Thirdly, combining SBF and cell experiments to evaluate the in vitro bioactivity of bioceramics may be the better option. This is because if a novel bioceramic not only has the ability to induce apatite deposition in SBF, but also stimulates a cell response, such a bioceramic would most likely possess excellent in vivo bioactivity as well. Our own work has shown that akermanite ceramics has excellent apatite-forming abilities in SBF3 and significantly enhances in vitro osteoblast attachment (See Fig. 2), proliferation, differentiation and gene express compared to β-TCP ceramics,6 and in vivo experiments have confirmed that they also have excellent bone-forming abilities in animal tests.16 Another example is 45S5 bioglass, which possesses good apatite-formation ability35 and supports osteoblast attachment, furthermore, the ionic products released from 45S5 bioglass stimulate osteoblast proliferation, differentiation, mineralization and osteogenic gene expression.5,36–38 The in vivo experiment has also shown that 45S5 bioglass has excellent bone bond ability to be used as a bone repair material.1,15,39
Osteoblast-like cells growing on the surface of akermnaite ceramics after 7 days of culture.
Conclusions
Selection of methods for the evaluation of in vitro bioactivity of bioceramics depends on the composition of bioceramics and the mechanism of their bone formation.

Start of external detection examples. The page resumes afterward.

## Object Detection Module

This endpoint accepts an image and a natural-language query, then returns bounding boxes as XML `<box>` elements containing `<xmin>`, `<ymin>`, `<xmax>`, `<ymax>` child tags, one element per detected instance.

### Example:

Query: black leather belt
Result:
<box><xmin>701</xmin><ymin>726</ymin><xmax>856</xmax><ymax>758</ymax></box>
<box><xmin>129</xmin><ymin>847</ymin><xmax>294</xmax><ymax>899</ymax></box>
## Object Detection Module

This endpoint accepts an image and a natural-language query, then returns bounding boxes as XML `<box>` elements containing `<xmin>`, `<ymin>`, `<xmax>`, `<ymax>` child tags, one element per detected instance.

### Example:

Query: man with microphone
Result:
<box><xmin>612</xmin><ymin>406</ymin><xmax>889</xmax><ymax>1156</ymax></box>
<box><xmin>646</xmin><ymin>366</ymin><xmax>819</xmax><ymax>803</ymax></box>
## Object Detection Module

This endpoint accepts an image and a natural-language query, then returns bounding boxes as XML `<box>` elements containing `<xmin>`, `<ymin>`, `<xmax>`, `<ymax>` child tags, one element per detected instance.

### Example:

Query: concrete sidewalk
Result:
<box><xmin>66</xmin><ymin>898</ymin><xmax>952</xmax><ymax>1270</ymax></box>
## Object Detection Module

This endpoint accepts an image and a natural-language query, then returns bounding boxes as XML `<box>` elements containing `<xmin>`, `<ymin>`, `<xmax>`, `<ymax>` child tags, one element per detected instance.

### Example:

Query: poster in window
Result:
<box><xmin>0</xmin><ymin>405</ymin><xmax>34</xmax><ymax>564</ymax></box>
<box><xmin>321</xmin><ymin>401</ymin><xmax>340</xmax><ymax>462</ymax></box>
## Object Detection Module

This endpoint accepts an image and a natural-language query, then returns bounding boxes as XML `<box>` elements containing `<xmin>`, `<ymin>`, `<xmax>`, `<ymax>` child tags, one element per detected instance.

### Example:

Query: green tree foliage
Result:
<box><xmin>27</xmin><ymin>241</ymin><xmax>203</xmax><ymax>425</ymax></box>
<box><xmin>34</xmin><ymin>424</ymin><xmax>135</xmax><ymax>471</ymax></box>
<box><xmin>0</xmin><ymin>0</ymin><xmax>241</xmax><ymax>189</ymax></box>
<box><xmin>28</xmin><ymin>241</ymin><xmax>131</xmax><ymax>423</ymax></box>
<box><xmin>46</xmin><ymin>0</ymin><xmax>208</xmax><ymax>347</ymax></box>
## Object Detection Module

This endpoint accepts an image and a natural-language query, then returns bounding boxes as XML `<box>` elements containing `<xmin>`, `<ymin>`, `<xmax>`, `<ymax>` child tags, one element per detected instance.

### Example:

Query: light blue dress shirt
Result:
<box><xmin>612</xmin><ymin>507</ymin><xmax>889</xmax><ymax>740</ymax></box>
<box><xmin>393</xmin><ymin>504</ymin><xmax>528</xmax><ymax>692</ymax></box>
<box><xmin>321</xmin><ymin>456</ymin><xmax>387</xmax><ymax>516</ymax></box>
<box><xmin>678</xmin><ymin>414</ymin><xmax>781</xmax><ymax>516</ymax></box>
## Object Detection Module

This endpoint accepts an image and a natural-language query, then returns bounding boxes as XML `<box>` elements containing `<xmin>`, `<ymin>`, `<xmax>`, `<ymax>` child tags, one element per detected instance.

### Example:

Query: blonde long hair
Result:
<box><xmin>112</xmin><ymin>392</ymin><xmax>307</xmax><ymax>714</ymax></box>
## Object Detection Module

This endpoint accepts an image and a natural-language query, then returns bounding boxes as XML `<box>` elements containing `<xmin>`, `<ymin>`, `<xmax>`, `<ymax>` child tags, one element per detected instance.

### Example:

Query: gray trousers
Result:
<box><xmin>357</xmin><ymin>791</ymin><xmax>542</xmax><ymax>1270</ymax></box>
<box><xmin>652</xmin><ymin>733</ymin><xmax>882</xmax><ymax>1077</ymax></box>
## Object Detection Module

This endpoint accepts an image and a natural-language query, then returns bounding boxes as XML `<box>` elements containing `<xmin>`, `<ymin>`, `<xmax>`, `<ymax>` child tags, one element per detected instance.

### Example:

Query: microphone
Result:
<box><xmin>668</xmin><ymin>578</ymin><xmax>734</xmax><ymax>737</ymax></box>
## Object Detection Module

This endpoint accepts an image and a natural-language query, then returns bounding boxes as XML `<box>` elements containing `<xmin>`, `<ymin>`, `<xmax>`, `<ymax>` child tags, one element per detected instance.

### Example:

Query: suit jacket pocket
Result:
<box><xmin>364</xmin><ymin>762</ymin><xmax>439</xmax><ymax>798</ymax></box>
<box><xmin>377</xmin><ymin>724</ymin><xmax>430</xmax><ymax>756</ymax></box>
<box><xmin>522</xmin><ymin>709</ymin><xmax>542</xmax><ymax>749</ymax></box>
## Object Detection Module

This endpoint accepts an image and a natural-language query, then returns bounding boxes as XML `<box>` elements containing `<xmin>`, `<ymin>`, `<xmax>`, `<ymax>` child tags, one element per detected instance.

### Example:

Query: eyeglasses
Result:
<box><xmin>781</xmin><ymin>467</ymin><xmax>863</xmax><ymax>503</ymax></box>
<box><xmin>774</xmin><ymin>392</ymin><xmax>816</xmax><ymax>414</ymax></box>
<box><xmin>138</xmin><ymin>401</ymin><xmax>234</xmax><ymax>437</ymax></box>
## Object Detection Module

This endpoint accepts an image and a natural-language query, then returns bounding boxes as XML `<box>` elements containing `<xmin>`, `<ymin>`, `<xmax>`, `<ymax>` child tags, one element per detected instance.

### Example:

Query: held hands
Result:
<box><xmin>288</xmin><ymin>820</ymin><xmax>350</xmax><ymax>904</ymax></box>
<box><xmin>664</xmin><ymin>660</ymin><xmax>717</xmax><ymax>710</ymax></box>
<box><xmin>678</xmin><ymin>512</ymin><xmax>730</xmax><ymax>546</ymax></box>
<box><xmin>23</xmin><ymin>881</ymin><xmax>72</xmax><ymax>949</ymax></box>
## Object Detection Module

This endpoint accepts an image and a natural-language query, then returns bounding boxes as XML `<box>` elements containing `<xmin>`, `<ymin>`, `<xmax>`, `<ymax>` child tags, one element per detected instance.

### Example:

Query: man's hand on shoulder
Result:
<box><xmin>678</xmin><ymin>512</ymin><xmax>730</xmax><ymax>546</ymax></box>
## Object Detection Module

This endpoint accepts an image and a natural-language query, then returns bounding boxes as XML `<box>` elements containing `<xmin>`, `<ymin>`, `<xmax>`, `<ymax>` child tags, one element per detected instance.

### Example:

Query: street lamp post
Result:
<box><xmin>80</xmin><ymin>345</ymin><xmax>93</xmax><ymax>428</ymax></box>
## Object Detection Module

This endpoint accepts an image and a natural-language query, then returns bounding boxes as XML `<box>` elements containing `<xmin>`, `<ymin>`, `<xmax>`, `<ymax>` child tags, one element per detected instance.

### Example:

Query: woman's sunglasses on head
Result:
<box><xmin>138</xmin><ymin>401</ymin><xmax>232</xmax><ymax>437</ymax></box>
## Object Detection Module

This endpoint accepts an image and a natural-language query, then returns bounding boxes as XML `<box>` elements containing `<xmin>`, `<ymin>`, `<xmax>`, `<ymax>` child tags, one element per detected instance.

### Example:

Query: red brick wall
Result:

The synthetic body fluid method is a useful approach to evaluate the in vitro bioactivity of silicate-based bioceramics. Cell based experiments is also a valuable test for bioactivity of bioceramics, but relevant standard materials should be considered as positive control. We recommend the combination of SBF and cell testing methods to evaluate the in vitro bioactivity of bioceramics, an approach which will improve the efficiency of screening bioceramics for further in vivo evaluation of bone repair.
Footnotes
Acknowledgements
The authors would like to acknowledge the Queensland University of Technology Vice-chancellor's Research Fellowship 241402-0120/07 (Dr. Wu) for funding our research relative to this commentary paper. We would also like to thank Mr. Thor Friis for proofreading of the manuscript.
The authors report no conflicts of interest.